Please follow the below template, it will help us to help you!
Expected Behavior:
Pi-hole to preform DNS lookups and respond to DHCP requests.
Actual Behavior:
Pi-hole randomly fails to preform DNS lookups or handout IPs via DHCP. There appears to be no pattern to when this happens. No device on local network can resolve hostnames or obtain an IP while this happens. Host is still UP/Ping-able during this time.
Pi-hole will then start working again without intervention, but shows high load averages. When this happens Top shows 'pihole-FTL' as 80%+ CPU.
Pi-hole is running in a Debian 9 VM on ESXi with 2 vCPU and 2GB RAM. ESXi host has other VMs that all run flawlessly.

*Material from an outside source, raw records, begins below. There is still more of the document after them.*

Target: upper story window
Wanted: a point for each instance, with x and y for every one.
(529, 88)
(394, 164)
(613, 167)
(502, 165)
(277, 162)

(You can format your output by highlighting a text passage and choose </> - Preformatted text from the menu)
I see no issues with your free space.
A large number of queries would, and number of queries would scale with your number of clients and internet usage, of course, as well as over time. (click for more)
Pi-hole will keep queries for a limited time only, dropping entries older than a configurable threshold.
That threshold value defaults to 365 days, but can be customised via /etc/pihole/pihole-FTL.conf:
MAXDBDAYS=365
We haven't established that as a cause yet, though.
Let’s run the following command on your Pi-hole machine to check some of Pi-hole’s stats:
echo ">stats" | nc localhost 4711 -w 1
Not sure if this next one is related either:
Your debug log shows (only partially) a section for some issues with DHCP requests conflicting over names.
You should be able to get the full story.:
grep "not giving name" /var/log/pihole.log
I deliberately didn't post the output as to not compromise your local naming scheme.
I see what you mean about the DHCP issues in the logs. This is owing to the cloning of some other VMs, with the clone being config'd for DHCP, albeit with the same hostname. This is a recent event and the issue of pi-hole randomly failing pre-dates this. the 'localhost' DHCP conflict comes from a smart TV that reports its name as localhost. I've now added this MAC to the static list with a new hostname.
As for the stats, as requested here is the output of
The number of queries is somewhere in the high range, but not excessive. It is in line with your number of clients (29). From personal observations, I'd consider anything from 1k to 3k queries per client per day as normal (though I don't have the actual hard stats to prove this).
This makes it much less likely that your configuration is closing a DNS loop that could have accounted for a large number of queries (easily in the higher 100,000s or even millions a day).
And as your Pi-hole does not use your router as one of its upstream servers, and you are not using Conditional Forwarding, we can rule out a DNS loop as causing a high number of queries,
That TV wouldn't be a Samsung specimen per chance?
In the past, I have encountered a Samsung TV at a friend's place that insisted on being called localhost - and it sporadically spawned DNS requests for time servers in the 10,000s before going back to normal.
You might give that a try, though I wouldn't know how this affects CPU load once applied, as Pi-hole would have to throw away a large portion of its database.
It might be easier to just drop the database as a whole and to start anew, if you are willing to part with your statistics.
Paging @DL6ER for confirming my assumption, to be on the safe side, and for possible advice on the best strategy here.
I'm not convinced that the large long-term database is the culpit here. My long-term database is on the order of 300 MB (much fewer clients) but that is even on a Raspberry Pi.
It would be interesting to see the times at which this happens so you could correlate this to the "queries over time" graph. Are there any visible spikes in the latter?
Maybe your VM software does already offer a monitoring for CPU load? If not, there should be plenty of software available that can automatically collect this data.
I've had a look at the ESXi logs and that didn't show anything around the time it last happened.
I've reduced the days the stats are held for to 60 days. So far (12hrs) it seems stable. The WebUI is also a lot slicker, and memory usage is now showing at around 10% rather than the 85-90% I was seeing before. The VM also runs Webmin and this also running a lot slicker.
It's still a bit early to say if this has solved it but it's looking good. I'll monitor for a few days and see what happens.
So you did this by setting MAXDBDAYS in pihole-FTL.log? This just defines after which amount of time the queries are removed from the pihole-FTL.db database on disk, it has no effect at all on a running FTL instance.
Let's see what happens. There seems to be something happening at a specific point in time.
Well with no changes other than setting MAXDBDAYS to 60 in pihole-FTL.log everything is now running smoothly. No locks or freezes at all for 48+hours. Although intermittent and with no pattern, the fault would have most definitely have occurred during this time.
The WebUI is also a lot slicker as is the rest of the system (SSH/Webmin etc).